595, 602 (quoting S&W Enters., L.L.C., 315 F.3d at 535); accord Banks v. Spence, 114 F.4th 369, 371 (5th Cir. 2024), cert. denied sub nom. Holston Banks v. Spence, 145 S. Ct. 1082 (2025)). When Rule 16 is at issue, the United States Court of Appeals for the Fifth Circuit has recognized that district courts need “broad discretion to preserve the integrity and purpose of the pretrial order.” Betzel v. State Farm Lloyds, 480 F.3d 704, 707 n.2 (5th Cir. 2007) (quoting Geiserman v. MacDonald, 893 F.2d 787, 790 (5th Cir. 1990)); accord Olivarez, 997 F.3d at 602; Estate of Shepherd v. City of Shreveport, 920 F.3d 278, 288 (5th Cir. 2019) (“District courts must have the power to control their dockets by holding litigants to a schedule.”). In evaluating

whether a movant has demonstrated good cause, the court considers: “(1) the explanation for the failure to timely move for leave to amend; (2) the importance of the amendment; (3) potential 3 prejudice in allowing the amendment; and (4) the availability of a continuance to cure such prejudice.” Banks, 114 F.4th at 371 (quoting S&W Enters., L.L.C., 315 F.3d at 536); accord Innova Hosp. San Antonio, Ltd. P’ship, 892 F.3d at 734-35; United States ex rel. Bias v. Tangipahoa Par. Sch.

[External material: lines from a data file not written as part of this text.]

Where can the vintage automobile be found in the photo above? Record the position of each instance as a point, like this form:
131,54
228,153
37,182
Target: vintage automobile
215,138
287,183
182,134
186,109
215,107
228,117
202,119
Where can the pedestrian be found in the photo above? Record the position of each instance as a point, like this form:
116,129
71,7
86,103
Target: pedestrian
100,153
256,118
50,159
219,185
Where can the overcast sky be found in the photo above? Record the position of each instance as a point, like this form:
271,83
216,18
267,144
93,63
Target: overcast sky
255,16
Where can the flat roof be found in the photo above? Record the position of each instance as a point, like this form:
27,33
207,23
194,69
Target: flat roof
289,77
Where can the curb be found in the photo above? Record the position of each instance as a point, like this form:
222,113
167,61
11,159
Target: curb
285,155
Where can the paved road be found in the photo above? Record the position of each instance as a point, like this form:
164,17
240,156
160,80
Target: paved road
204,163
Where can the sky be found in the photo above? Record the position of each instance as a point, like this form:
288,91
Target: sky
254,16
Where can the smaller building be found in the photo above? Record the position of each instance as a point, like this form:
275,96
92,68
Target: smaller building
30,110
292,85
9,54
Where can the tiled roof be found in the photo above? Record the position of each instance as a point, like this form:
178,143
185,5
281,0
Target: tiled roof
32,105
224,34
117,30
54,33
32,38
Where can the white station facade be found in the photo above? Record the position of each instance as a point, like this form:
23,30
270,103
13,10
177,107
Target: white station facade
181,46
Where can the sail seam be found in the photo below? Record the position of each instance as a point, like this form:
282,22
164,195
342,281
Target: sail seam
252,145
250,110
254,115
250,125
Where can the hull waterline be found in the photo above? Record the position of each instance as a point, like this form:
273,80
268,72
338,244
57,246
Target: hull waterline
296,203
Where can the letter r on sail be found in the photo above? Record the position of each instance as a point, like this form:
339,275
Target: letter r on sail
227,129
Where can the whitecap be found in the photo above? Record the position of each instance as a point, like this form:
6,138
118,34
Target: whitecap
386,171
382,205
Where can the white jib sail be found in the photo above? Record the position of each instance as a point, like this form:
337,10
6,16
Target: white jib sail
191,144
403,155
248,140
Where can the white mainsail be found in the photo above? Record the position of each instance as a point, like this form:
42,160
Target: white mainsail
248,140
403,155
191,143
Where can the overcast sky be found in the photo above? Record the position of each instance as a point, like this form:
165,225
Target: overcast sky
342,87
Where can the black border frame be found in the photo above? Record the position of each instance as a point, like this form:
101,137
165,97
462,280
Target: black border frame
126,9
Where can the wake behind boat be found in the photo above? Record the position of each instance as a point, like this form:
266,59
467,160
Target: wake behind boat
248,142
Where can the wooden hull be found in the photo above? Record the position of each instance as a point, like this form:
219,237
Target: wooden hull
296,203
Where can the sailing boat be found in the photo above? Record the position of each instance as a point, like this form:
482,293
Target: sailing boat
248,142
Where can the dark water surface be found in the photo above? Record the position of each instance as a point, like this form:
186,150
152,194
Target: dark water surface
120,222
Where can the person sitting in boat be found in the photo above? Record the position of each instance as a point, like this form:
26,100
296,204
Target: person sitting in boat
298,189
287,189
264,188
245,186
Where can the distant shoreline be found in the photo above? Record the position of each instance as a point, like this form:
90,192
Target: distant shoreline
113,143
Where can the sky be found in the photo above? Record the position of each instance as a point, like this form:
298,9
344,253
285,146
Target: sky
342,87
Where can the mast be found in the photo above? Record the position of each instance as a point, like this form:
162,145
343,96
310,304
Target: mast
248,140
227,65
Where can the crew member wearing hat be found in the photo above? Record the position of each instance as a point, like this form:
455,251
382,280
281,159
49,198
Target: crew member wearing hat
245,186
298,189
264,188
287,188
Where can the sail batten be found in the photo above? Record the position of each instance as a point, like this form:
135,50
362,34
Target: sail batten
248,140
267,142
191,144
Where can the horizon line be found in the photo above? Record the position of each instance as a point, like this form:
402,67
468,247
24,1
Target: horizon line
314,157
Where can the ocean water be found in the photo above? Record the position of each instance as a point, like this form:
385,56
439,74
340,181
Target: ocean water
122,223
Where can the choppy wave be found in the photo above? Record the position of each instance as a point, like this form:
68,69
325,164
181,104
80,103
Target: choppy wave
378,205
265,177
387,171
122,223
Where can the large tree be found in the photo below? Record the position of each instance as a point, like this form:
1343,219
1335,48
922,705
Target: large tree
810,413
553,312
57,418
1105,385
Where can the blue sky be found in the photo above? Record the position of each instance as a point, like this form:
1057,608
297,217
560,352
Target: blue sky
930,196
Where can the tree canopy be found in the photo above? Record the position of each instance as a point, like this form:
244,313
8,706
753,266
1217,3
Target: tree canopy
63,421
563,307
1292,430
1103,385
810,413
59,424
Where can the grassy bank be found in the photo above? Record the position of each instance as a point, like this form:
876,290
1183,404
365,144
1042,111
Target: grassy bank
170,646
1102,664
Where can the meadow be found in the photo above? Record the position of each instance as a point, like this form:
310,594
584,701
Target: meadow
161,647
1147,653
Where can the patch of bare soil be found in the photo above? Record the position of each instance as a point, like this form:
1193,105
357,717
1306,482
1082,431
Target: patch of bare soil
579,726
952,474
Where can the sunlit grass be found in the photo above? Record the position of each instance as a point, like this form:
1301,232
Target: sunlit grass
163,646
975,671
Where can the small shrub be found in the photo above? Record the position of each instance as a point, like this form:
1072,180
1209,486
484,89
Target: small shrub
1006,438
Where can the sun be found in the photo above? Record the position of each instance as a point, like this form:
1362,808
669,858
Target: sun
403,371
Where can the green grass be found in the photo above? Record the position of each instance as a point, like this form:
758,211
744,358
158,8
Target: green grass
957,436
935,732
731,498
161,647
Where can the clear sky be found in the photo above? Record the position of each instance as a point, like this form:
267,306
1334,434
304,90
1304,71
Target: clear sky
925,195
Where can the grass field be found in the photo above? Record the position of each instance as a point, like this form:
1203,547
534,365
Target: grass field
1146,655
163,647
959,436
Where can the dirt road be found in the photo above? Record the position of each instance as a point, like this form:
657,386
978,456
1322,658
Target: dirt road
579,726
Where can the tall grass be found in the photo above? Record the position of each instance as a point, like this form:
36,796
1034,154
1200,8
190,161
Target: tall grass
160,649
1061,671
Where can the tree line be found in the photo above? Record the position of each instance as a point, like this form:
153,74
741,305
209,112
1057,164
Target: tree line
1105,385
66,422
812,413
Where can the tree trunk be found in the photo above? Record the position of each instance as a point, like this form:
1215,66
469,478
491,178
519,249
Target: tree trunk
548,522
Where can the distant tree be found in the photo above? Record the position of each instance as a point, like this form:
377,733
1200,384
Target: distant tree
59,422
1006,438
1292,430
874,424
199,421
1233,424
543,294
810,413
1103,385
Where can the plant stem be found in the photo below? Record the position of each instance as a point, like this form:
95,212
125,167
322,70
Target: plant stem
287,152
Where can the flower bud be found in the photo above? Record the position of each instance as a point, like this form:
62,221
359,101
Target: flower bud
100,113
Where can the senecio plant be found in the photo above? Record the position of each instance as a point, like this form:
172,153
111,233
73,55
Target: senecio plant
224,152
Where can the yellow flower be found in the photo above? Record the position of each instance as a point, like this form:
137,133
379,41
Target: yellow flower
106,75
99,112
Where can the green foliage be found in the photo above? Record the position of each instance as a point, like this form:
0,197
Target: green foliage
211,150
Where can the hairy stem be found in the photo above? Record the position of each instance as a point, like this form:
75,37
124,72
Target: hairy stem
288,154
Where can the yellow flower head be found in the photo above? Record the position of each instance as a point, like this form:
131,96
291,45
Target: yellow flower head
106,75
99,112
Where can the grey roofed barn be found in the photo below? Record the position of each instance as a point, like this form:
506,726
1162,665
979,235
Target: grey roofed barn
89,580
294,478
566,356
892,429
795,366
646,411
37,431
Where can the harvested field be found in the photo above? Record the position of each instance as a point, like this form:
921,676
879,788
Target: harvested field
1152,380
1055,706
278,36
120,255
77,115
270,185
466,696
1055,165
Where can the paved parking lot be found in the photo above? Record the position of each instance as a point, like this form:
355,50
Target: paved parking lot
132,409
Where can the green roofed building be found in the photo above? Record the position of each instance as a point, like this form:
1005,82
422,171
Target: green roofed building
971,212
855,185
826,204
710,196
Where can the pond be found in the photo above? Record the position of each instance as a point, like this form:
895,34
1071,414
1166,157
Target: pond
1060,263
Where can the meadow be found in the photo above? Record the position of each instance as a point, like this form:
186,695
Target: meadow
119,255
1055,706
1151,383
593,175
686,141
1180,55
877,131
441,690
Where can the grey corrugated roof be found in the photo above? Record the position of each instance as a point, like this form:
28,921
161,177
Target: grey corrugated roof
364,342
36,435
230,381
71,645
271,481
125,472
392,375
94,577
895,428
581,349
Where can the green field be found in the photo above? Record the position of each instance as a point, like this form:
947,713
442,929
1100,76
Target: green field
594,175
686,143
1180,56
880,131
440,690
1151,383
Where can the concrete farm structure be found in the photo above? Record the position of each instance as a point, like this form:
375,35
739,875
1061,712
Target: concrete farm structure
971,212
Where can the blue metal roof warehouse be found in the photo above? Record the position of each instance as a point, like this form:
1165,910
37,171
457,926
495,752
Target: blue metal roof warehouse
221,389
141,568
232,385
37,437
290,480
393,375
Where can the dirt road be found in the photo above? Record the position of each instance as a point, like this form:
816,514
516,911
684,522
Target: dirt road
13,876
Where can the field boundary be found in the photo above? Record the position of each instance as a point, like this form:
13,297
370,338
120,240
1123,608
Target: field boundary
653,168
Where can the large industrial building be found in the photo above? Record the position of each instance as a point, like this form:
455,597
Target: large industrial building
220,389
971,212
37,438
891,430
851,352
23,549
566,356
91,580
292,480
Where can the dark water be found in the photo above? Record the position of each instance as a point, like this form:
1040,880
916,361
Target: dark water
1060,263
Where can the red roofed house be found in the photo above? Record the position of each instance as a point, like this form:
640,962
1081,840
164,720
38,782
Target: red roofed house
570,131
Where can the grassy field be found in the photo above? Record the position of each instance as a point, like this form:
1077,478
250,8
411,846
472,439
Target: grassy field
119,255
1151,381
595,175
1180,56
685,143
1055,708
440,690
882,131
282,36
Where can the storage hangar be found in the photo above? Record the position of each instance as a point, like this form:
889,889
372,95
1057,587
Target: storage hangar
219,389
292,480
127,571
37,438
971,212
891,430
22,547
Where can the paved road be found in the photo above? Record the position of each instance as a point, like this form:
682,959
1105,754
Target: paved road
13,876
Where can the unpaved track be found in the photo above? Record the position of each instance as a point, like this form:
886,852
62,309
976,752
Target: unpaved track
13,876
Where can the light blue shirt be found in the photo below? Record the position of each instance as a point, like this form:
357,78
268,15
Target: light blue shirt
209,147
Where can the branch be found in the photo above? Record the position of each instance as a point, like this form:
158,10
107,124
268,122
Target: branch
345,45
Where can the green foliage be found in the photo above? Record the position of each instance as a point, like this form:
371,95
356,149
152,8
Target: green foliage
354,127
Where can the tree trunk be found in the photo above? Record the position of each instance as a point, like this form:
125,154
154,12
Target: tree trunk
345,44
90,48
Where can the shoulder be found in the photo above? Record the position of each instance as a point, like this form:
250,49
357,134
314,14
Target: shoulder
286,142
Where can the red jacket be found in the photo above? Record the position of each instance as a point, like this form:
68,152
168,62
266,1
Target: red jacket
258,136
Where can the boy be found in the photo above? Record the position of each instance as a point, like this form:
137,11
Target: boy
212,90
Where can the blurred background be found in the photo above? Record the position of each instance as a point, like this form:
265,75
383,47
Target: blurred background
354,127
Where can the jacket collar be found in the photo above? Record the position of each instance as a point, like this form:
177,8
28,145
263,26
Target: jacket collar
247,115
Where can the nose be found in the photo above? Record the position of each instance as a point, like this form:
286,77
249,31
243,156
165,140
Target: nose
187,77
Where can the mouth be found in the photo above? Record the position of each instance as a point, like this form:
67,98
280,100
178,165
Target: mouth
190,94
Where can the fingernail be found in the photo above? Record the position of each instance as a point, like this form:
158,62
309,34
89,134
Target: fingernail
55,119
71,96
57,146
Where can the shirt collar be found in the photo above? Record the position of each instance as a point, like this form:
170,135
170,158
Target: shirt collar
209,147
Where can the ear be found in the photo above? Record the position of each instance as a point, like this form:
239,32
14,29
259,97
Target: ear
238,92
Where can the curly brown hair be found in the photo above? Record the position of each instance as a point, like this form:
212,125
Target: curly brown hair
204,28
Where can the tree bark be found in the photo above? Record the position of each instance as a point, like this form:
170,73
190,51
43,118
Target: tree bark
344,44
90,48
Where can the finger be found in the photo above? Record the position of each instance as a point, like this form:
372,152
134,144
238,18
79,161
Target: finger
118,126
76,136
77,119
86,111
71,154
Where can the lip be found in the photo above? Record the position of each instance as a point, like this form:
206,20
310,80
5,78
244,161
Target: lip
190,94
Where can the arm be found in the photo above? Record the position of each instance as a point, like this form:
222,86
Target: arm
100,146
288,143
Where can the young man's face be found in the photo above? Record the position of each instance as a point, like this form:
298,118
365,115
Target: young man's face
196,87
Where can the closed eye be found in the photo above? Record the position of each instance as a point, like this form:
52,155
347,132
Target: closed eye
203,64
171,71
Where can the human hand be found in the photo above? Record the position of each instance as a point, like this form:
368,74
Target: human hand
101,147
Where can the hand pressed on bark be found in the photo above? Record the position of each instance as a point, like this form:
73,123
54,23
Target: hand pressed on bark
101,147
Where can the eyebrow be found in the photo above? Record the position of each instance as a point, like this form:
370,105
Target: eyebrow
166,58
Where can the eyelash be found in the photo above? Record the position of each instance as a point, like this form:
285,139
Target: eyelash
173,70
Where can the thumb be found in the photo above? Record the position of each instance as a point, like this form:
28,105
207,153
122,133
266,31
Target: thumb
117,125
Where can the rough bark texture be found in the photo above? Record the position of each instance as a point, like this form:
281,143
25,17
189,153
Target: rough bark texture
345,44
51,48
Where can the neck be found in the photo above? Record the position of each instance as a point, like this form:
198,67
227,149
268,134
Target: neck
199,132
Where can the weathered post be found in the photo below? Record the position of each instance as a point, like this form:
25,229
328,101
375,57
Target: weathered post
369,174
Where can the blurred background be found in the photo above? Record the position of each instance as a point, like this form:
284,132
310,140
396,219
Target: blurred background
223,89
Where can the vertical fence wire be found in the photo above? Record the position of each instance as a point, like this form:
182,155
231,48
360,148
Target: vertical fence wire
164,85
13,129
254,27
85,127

Bd., 816 F.3d 315, 328 (5th Cir. 2016); Filgueira, 734 F.3d at 420; Fahim,

551 F.3d at 348; Bometals, Inc., 2022 WL 19404003, at *1. In the present case, there exists good cause to modify the scheduling order. Regarding the first factor, Baker has a reasonable explanation for the delay. The deadline to file an amended pleading lapsed on January 22, 2026. The pending Motion for Judgment on the Pleadings (#15), wherein Silsbee identified purported defects in Baker’s Original Complaint (#1), was filed approximately one month later on February 16, 2026. Silsbee maintains, however, that Baker’s failure to recognize the deficiencies in his own pleadings before the deadline to amend passed was mere inadvertence on Baker’s part. Banks v. Spence, 114 F.4th 369, 372 (5th Cir. 2024) (holding

that “inadvertence is tantamount to no explanation at all” and does not constitute good cause). The court disagrees. As a preliminary matter, good cause may exist where a motion to dismiss was not filed until after the deadline to amend passed. See Snelling Employment, LLC v. Doc Johnson Enters., 2019 WL 12516553, at *1 (N.D. Tex. Jan. 25, 2019) (recognizing that good cause exists where a motion to dismiss was filed after the deadline to amend, meaning the claimant “could not have met the deadline set in the Court’s Scheduling Order”).